ICA supports overhaul of mortgage insurance loan rules

Proposal deemed a win for industry and homebuyers

ICA supports overhaul of mortgage insurance loan rules

Property

By Roxanne Libatique

The Insurance Council of Australia (ICA) has expressed support for the federal Coalition’s recent proposal to overhaul how the Australian Prudential Regulation Authority (APRA) applies capital requirements to home loans backed by lenders’ mortgage insurance (LMI), as part of a broader push to improve housing affordability and resilience.

Outlined as part of the Coalition’s pre-election policy platform, the proposed change would direct APRA to update its Statement of Expectations, specifically targeting the capital treatment of loans supported by LMI.

Currently, APRA applies different risk weights to home loans depending on whether they are guaranteed by government schemes, parental backing, or insurance – an imbalance the ICA has called on regulators to address.

Reforming APRA’s approach to lending for new homebuyers

The Coalition’s proposed policy would allow LMI-backed loans to compete more fairly with those supported by government-backed initiatives.

Welcoming the proposal, the ICA renewed its lobbying efforts in its policy document “Advancing Australia’s Resilience,” urging policymakers to equalise the regulatory capital framework.

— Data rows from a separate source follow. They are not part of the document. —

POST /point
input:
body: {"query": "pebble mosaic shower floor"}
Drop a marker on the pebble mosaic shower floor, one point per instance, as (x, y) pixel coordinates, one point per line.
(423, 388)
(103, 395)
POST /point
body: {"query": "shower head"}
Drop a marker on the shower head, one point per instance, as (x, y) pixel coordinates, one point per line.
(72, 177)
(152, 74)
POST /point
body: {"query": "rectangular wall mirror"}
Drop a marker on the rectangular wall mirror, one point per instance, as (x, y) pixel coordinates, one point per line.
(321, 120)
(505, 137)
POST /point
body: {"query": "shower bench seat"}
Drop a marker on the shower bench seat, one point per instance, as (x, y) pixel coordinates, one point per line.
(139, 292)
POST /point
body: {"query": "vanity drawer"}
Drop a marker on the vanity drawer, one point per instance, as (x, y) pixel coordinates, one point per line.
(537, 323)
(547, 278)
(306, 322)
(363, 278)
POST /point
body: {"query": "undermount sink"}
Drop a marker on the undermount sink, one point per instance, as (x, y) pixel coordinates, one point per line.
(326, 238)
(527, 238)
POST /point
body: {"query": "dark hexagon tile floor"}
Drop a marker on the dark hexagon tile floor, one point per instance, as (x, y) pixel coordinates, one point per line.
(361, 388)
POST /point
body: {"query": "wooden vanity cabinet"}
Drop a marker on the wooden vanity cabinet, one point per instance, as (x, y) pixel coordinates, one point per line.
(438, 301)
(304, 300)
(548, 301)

It argued that recognising LMI-backed loans on par with those supported by the Home Guarantee Scheme or parental guarantees would reduce inconsistencies and open pathways for more borrowers to enter the property market sooner.

“This announcement is welcome news, not just for the insurance industry, but for those eager to step into the housing market,” said ICA CEO Andrew Hall. “These proposed reforms will be a step in the right direction to allow more Australians to realise the dream of home ownership.”

Disaster recovery and resilience funding

The policy development comes as the federal government released the 2025-26 Budget, which included additional spending on disaster recovery.

While $1.2 billion has been earmarked for disaster-related payments – including recovery efforts linked to Ex-Tropical Cyclone Alfred – industry stakeholders have flagged concerns about underinvestment in resilience infrastructure.

Among other commitments, the budget allocated $17.7 million for bushfire recovery in regional areas and $5.4 million to enhance emergency broadband capabilities in partnership with state and territory governments.

New South Wales will receive $580 million for flood-resilient infrastructure upgrades, targeting high-risk corridors such as Townson Road, Burdekin Road, and Garfield Road West.

In response, the ICA reiterated its call for the creation of a $30.15 billion Flood Defence Fund, a long-term initiative proposed to be jointly financed by federal and state governments over the next decade.

The National Insurance Brokers Association (NIBA) has echoed the call for enhanced resilience measures. In its own submission to the government earlier this year, NIBA proposed expanding the Disaster Ready Fund, launching a co-funded household resilience program, and forming a national advisory panel on emerging climate and catastrophe risks.